"Did she find out who you were, then?"

"Oh, no—not until long after that—when she was lodging at Higher Brimley. I met her on the beach and she spoke to me, and—and I talked rather much, for I told her my name—she asked me, I think—and all about my accident. Even then she didn't say who she was. But afterwards she came to Lower Brimley and asked permission to go around the garden—Mr. Tiddy had told her she might—and Mrs. Tiddy and I went with her, and just before she left she said I was distantly related to her and explained who she was. After that, she was very nice and kind to me—very kind indeed!"

"But you don't like her, Peggy, do you?" cried Billy. "I thought her such a proud, cross old woman!"

"She speaks in rather a proud way sometimes," Peggy allowed reluctantly, "but she isn't cross when you know her—at least, she wasn't to me. She said she wouldn't have driven away so quickly after I had been knocked down by her horse, if she had known I was blind. Yes, I rather like her, but I don't suppose I shall ever meet her again, though I should like to. And then there's Barnes—"

"Barnes? Is she still with Aunt Caroline?" broke in Mrs. Pringle, eagerly.

"Yes," nodded Peggy, "and she asked me such a lot of questions about you, mother. I like Barnes. She told me about her poor afflicted brother, and—wasn't it strange?—Aunt Caroline had never heard of him till I happened to speak of him to her."

"I dare say not, my dear," Mrs. Pringle answered, evincing no surprise. "I remember about poor Barnes's brother," she proceeded. "He is not right in his mind, and Barnes helps support him and her mother too. The mother must be a very aged woman now."

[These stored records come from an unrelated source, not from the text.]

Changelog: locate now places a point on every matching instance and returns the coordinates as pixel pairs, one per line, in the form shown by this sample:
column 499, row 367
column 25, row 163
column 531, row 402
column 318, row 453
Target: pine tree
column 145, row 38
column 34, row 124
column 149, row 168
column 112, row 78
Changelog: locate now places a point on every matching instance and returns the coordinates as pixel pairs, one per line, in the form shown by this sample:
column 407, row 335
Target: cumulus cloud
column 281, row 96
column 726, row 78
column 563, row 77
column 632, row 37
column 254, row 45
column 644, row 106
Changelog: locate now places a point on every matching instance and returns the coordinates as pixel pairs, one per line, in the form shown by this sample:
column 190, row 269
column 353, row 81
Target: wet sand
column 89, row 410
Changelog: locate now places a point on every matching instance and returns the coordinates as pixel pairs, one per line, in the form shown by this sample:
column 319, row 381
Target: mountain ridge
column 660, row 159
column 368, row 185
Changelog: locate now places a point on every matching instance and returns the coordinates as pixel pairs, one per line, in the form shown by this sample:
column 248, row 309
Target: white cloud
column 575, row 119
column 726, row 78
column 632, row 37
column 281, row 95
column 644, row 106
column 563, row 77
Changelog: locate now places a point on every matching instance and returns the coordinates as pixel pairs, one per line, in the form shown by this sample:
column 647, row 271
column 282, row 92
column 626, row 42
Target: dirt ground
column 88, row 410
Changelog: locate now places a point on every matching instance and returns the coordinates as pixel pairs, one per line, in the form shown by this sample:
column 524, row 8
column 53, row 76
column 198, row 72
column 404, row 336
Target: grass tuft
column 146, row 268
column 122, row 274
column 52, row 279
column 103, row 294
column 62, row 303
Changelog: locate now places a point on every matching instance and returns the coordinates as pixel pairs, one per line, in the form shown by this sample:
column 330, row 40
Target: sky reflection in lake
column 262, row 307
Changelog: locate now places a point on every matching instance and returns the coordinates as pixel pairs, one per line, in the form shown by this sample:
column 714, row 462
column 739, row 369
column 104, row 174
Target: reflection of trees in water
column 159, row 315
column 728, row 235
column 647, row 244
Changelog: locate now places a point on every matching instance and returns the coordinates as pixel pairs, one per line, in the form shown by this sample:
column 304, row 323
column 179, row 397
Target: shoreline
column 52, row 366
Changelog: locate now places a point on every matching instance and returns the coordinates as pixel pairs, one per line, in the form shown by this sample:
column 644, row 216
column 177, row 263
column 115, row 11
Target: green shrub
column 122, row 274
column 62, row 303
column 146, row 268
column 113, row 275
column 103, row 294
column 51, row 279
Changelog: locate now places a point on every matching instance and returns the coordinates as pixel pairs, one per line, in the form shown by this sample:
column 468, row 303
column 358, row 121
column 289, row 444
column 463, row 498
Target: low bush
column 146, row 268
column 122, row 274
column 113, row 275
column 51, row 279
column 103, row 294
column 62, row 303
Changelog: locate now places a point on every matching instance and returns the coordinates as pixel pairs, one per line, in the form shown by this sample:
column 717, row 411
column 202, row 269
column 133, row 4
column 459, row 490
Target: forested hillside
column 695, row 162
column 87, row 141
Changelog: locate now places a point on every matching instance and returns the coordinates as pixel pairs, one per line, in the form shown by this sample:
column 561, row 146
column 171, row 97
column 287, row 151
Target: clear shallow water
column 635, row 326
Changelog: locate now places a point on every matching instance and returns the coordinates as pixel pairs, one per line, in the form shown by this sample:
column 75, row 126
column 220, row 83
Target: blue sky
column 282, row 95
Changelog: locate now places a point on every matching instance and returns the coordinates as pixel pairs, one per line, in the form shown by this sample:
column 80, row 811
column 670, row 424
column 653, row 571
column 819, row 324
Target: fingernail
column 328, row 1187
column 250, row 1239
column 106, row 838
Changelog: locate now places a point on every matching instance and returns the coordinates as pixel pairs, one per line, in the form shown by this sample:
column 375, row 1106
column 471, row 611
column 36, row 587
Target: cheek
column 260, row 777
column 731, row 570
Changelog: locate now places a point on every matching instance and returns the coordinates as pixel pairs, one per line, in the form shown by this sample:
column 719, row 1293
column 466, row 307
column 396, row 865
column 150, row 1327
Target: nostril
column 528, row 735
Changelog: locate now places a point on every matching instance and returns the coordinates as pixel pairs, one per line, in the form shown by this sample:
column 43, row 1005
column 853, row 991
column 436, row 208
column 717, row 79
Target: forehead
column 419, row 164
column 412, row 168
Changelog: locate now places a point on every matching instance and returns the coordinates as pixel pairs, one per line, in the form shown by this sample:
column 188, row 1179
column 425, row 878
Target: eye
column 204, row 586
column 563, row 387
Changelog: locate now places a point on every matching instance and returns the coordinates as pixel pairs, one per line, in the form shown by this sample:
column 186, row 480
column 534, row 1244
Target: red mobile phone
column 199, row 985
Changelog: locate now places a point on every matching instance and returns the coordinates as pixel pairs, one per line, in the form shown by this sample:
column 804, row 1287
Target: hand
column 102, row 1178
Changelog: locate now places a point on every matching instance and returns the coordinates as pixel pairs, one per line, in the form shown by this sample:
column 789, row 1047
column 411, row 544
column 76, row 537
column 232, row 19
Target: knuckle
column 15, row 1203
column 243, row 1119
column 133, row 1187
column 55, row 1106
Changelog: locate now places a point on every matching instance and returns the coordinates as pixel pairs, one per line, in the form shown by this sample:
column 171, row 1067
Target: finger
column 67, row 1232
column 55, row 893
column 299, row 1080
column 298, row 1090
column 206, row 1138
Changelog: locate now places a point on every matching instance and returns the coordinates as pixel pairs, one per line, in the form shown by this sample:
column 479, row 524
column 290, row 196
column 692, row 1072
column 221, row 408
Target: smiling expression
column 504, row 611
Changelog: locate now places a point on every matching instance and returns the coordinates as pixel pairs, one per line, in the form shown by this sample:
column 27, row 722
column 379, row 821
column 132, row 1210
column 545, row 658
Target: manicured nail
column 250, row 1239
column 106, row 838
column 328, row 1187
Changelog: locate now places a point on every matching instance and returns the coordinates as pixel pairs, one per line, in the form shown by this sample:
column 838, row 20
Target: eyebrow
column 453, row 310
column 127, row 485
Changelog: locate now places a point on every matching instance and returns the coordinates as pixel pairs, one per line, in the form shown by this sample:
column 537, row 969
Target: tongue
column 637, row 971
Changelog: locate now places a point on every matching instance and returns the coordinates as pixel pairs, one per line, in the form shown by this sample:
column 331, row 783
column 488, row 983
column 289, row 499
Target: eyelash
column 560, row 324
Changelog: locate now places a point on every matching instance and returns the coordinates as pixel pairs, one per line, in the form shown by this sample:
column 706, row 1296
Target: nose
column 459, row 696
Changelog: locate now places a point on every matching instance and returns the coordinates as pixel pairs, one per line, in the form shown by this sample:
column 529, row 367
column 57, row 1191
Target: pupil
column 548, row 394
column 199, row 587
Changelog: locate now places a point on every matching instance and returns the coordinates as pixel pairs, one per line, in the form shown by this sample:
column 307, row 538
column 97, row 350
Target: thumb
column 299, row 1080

"Yes," the little girl answered. "Poor Barnes! Aunt Caroline used to speak so sharply to her sometimes—I heard her—but that is her way, I suppose."

"It used to be," Mrs. Pringle admitted with a sigh, "and, from what you tell me, I imagine she has not altered much these last ten years."

"I don't think she's a bit happy," Peggy said, shaking her golden head. "That seems very sad, doesn't it? Barnes told the servants at Lower Brimley that Aunt Caroline has no friends, because she always thinks people who are nice to her want her money."